The use of a stereoscopic image display on a monitor is, of course, advantageous since a feeling for the depth of the object being displayed is obtained which enhances the knowledge obtained by the viewer from the image displayed. Such displays, however, have typically been difficult to obtain.
Current digital stereoscopic display systems are based on individual selection devices which direct a different view of the same three dimensional object to the left eye than to the right eye. Using this technique, several commercial systems have been based on a time-multiplex technique in which left and right video images are presented sequentially. Observers view the alternate left and right images through electro-optical or mechanical shuttering devices synchronized to the alternation of left and right video images. These systems have been based upon standard commercial CRT monitors which refresh the screen at 60 Hz, non-interlaced.
A screen refreshed at the standard 60 Hz conventional time multiplexed rate, however, results in a perceived noticeable flicker to the eye of an observer because the number of screen refreshes per second is reduced from 60 to 30 per eye since two images are being viewed. An image that is perceived to be flicker-free is required to be refreshed at a rate of approximately 50 per second.
One attempt to overcome the flicker problem with stereoscopic imaging was to reduce the number of lines making up each of the left and right hand images by a factor of two. The two reduced resolution images were stored sequentially in a frame memory.
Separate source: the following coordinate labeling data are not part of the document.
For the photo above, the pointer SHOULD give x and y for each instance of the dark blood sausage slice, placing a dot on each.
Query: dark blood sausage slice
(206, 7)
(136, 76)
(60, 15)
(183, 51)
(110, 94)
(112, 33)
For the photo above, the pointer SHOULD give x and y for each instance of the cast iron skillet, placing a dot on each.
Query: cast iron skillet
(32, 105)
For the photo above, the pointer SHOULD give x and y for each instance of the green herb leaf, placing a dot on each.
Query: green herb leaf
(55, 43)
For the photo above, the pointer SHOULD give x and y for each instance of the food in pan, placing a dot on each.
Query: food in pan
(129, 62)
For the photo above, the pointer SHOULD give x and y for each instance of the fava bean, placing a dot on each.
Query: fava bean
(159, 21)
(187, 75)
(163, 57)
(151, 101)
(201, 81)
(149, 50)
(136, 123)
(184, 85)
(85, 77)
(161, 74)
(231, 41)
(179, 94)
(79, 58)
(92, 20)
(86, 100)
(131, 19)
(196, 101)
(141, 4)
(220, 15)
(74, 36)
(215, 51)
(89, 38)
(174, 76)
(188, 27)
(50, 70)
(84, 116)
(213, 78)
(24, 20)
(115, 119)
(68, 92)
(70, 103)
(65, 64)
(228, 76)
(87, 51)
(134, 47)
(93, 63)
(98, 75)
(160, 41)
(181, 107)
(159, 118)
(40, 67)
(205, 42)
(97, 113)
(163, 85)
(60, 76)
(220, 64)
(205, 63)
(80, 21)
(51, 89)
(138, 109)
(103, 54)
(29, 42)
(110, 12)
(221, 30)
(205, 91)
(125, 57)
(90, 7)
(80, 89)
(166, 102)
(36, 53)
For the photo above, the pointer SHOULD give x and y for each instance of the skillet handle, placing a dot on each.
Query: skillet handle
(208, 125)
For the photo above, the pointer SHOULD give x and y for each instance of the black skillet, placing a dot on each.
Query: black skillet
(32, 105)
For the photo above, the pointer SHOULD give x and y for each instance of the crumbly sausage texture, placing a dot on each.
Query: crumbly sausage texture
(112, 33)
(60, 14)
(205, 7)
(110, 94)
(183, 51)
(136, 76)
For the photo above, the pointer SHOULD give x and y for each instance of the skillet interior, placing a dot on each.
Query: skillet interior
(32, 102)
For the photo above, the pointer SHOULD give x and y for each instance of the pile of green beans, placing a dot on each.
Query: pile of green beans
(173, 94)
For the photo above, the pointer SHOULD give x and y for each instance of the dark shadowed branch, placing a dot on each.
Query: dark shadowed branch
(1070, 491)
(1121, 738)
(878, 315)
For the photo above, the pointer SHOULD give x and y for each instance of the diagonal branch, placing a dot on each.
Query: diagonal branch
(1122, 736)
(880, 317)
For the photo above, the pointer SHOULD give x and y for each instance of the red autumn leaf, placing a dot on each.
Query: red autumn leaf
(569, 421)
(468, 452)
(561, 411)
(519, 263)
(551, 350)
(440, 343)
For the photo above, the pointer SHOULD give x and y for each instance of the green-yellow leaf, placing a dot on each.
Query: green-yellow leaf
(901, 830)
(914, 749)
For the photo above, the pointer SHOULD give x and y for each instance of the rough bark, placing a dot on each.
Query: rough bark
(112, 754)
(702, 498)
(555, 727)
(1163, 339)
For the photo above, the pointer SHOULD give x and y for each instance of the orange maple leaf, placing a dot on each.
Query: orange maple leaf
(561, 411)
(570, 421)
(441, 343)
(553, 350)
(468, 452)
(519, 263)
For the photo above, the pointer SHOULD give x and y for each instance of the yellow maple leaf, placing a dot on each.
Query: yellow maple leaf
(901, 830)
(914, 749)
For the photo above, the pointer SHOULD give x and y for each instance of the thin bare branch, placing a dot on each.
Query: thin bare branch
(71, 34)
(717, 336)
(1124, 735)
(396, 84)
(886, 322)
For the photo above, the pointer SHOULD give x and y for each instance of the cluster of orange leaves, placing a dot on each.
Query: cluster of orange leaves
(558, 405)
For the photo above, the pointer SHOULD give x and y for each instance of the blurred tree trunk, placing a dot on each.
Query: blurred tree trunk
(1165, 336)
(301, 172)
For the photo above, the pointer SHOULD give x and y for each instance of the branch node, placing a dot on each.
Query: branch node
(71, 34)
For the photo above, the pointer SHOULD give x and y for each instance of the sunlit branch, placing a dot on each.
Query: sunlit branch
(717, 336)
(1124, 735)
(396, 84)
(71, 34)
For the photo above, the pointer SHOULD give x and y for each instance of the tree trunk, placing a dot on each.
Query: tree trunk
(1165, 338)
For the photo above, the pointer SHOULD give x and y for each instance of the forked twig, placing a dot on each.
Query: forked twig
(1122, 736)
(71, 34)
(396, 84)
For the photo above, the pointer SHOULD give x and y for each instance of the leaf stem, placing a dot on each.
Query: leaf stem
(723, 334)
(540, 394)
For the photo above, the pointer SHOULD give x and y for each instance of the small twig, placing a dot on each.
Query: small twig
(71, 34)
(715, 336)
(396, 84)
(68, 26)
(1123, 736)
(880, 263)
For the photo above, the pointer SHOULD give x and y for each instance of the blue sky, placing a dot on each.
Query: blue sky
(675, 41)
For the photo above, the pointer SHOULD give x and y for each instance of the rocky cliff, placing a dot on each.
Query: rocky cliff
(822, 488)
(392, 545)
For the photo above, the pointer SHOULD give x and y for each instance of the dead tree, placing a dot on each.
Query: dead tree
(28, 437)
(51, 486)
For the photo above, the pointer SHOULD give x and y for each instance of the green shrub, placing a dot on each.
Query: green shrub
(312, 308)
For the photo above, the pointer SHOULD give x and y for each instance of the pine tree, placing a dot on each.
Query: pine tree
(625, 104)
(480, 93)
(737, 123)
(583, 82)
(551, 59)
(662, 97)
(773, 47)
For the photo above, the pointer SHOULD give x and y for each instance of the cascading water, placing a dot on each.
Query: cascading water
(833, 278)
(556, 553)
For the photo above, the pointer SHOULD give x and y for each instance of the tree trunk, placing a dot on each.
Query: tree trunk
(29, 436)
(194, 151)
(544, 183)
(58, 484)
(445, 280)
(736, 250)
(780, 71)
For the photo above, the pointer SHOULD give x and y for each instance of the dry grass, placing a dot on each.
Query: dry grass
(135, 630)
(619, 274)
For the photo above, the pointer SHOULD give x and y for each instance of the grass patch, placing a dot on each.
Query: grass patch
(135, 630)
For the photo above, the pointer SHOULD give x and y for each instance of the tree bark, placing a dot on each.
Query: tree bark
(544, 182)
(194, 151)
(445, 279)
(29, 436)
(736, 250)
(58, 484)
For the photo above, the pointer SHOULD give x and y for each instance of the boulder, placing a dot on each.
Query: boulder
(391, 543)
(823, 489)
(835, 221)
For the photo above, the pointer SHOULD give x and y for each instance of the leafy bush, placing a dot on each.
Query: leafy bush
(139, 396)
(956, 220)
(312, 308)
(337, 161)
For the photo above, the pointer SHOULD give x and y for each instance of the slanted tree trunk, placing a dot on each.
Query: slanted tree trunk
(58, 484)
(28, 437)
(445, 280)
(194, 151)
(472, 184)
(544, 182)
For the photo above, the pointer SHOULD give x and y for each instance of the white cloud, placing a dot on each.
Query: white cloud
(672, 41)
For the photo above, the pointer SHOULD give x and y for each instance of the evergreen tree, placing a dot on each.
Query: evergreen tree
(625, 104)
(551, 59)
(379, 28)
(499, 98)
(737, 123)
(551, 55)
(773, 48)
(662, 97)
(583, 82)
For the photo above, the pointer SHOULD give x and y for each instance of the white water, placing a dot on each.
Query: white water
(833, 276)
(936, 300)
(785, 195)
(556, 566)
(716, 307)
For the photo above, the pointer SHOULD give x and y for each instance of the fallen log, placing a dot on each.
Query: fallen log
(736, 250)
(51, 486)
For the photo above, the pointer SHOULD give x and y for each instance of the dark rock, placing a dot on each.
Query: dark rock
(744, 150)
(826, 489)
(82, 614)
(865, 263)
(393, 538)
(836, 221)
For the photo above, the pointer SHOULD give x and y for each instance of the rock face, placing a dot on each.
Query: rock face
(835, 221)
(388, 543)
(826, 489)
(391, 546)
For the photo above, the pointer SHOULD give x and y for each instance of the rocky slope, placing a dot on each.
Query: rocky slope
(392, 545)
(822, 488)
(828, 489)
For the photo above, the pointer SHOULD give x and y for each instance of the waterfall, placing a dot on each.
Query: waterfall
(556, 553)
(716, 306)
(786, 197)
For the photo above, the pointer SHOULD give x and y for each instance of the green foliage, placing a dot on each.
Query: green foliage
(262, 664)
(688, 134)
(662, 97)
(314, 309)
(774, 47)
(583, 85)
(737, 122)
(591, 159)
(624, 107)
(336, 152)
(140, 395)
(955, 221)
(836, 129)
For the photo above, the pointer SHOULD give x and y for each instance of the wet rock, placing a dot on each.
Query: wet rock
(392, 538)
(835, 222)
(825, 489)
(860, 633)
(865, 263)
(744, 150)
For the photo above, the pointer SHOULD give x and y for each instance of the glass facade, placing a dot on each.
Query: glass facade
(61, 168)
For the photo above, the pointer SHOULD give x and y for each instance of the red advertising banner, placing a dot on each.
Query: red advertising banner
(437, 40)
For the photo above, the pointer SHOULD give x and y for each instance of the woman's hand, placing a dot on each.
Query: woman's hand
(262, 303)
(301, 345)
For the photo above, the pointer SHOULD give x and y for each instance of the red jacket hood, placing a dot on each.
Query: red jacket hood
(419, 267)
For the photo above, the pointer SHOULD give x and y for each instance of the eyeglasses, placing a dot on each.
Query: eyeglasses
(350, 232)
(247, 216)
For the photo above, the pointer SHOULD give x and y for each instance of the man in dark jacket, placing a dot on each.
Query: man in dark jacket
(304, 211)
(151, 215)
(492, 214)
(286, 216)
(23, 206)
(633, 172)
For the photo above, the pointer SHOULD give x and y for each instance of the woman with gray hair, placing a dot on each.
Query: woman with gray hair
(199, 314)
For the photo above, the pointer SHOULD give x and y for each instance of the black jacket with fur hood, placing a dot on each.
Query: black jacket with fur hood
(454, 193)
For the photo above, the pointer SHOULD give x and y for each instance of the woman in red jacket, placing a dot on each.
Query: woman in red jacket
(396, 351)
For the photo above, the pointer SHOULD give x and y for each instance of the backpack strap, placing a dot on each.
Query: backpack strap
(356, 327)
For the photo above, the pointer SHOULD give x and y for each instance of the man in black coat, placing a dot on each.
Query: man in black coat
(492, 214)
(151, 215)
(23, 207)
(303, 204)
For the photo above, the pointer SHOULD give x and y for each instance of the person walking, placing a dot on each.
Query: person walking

A controller inserted an extra vertical sync pulse midway between each pair of vertical sync pulses in the sync output of the display controller. The modified sync signal was used to drive the monitor which had its vertical deflect circuitry modified to cover the active area of the screen in 1/120 sec. rather than 1/60 sec. The net effect was to alternate between half resolution right and left images at 120 Hz. Each time the display controller's frame memory was scanned, the screen was refreshed twice, once with the left image and once with the right. Flicker free imaging was, therefore, obtained with commercially available and conventional hardware. The division of a standard NTSC refresh field into two equal subfields results in the display of the left image on the even lines of the monitors viewing surface. The right image is displayed on the odd monitor lines. Since only half the resolution of the monitor is available for the display of each image, this result is less than satisfactory. Reference is made, in this regard, to the article entitled "A Flicker-Free Field-Sequential Stereoscopic Video System" by Lipton and Meyer, SMPTE Journal, Nov. 1984.